Location: Woodside Hall, Carleton Dominion-Chalmers Centre.All ages are welcome to attend.Date and Time: Monday, November 18 7:00-9:00pm. Please register below for this event.
Panelists will discuss how cities are focal points for climate justice—as spaces where we can agitate against inequalities exacerbated by poor urban planning and policy—while acknowledging how cities swallow up resources, land and people, creating new ecologies and relationships with the environment. How can urban nature impact our health and wellbeing and how can communities create their own experiences with urban nature outside of expectations of politicians or neoliberal policy? What do we need to address urban heat, tornadoes and floods? And how can we build community in urban spaces when our air, water, and land is increasingly under threat?
All this and more will be discussed among panelists and with our audience. What are your concerns about a healthy city in the climate crisis? Please share your ideas with us. We look forward to a robust discussion and community building opportunity.
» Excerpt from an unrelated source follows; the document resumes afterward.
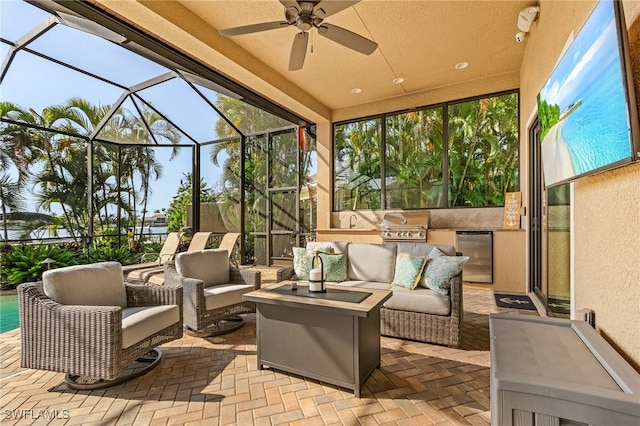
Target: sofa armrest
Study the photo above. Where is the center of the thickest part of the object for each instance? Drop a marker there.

Professor Barbara Leckie is a professor in the Department of English and the Institute for the Comparative Study of Literature, Art, and Culture at Carleton University, Ottawa. She is the author of Climate Change, Interrupted: Representation and the Remaking of Time (Stanford UP, 2022) and Open Houses: Poverty, the Architectural Idea, and the Novel in Nineteenth-Century Britain(U of Penn P, 2018) as well as several articles and edited collections. She is currently co-creating a SSHRC-funded podcast, Commons Sense, on the commons, climate change, and public conversation and working on a book project tentatively entitled “Co-Writing the Climate Crisis.” She is also Academic Director of Re.Climate: Centre for Climate Communication and Public Engagement, Canada’s national centre for climate communication.
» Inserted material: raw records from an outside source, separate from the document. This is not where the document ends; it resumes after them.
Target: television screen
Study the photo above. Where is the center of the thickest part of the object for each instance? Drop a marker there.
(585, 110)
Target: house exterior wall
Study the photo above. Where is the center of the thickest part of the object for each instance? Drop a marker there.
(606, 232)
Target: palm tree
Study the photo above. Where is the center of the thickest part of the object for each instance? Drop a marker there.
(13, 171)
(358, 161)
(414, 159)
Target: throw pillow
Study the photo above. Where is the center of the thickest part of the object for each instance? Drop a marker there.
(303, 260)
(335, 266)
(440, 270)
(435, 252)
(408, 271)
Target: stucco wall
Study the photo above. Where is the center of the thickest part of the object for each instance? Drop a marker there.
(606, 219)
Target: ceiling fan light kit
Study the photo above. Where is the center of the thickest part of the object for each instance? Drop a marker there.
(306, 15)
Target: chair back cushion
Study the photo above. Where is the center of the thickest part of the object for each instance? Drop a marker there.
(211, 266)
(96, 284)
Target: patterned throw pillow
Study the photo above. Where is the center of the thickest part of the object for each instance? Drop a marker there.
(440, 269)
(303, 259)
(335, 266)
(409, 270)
Professor John M. Zelenski is a Professor of Psychology at Carleton University in Ottawa, Canada where he has lived and worked for more than 20 years. He completed psychology degrees at Northwestern University (B.A.), the University of Michigan (M.A.), and Washington University in St. Louis (Ph.D.). As a researcher and director of the Carleton University Happiness Laboratory (CUHL), he studies individual differences in happiness, and how personality manifests itself 'in the moment' as emotional and cognitive processes. His research has long focused on the causes and consequences of extraverted behaviour. Recently, more research has focused on the well-being benefits of interacting with nature, how people form subjective connections with nature, and how these are associated with pro-social and sustainable behaviours. More personally, he increasingly derives happiness from birding, kayaking, camping, fishing, or merely strolling in nature. As an educator, Dr. Zelenski has taught courses on personality, research methods, and positive psychology at Carleton and 'around the world' as part of the Semester at Sea program, consistently earning positive student evaluations. Dr. Zelenski has also written a textbook, Positive Psychology: The Science of Well-Being (Sage Publishing).
Dr. Emma Bider is a resource and training coordinator at Re.Climate. She completed her doctoral work in anthropology at Carleton. Her research interests include human/environment relationships, environmental activism, and how different groups imagine the future in the context of climate change. Her dissertation specifically examined people's relationships to the urban trees of Ottawa. In addition to research and work, Emma is a member of Climate Justice Ottawa and is interested in how art is used in activism to foster community and enact change. She is also a creative writer. Her collection of speculative short stories We Animals explores people's relationships to animals and their animals selves. It was published in 2020.
Professor Sheryl-Ann Simpson My research and teaching are informed by an interest in the ways in which states and communities interact in place. How are government policies and programs implemented or translated into everyday experiences; how do community members use, narrate and shape their environments; and in turn how do those actions and stories influence new government policies and programs. I focus this general interest through questions around citizenship and immigration, and environmental justice and urban health. These interests also reflect my interdisciplinary training centered around social planning and community development with stops in political science, biology and geography.
Lecturer Meera Karunananthan Conflicts over the control of freshwater supplies have become a defining feature of capitalism in the 21st century. As an engaged researcher, I am committed to theorizing these “hydro-social” conflicts by bringing critical geography and feminist theory into conversation with knowledge produced by grassroots movements at the frontlines. My academic work is shaped by many years of experience in environmental and social justice organizing. Building on relationships with feminist, indigenous and environmental justice movements, my current research investigates the processes that produce uneven distribution of water in cities of the global South. As a feminist political ecologist, I am concerned with the ways in which market-based solutions to climate change and drought reproduce power asymmetries and legitimize the ongoing dispossession of historically marginalized groups. Specifically, I examine the racialized, class-based and gendered impacts of privatization, and financialization of urban water systems.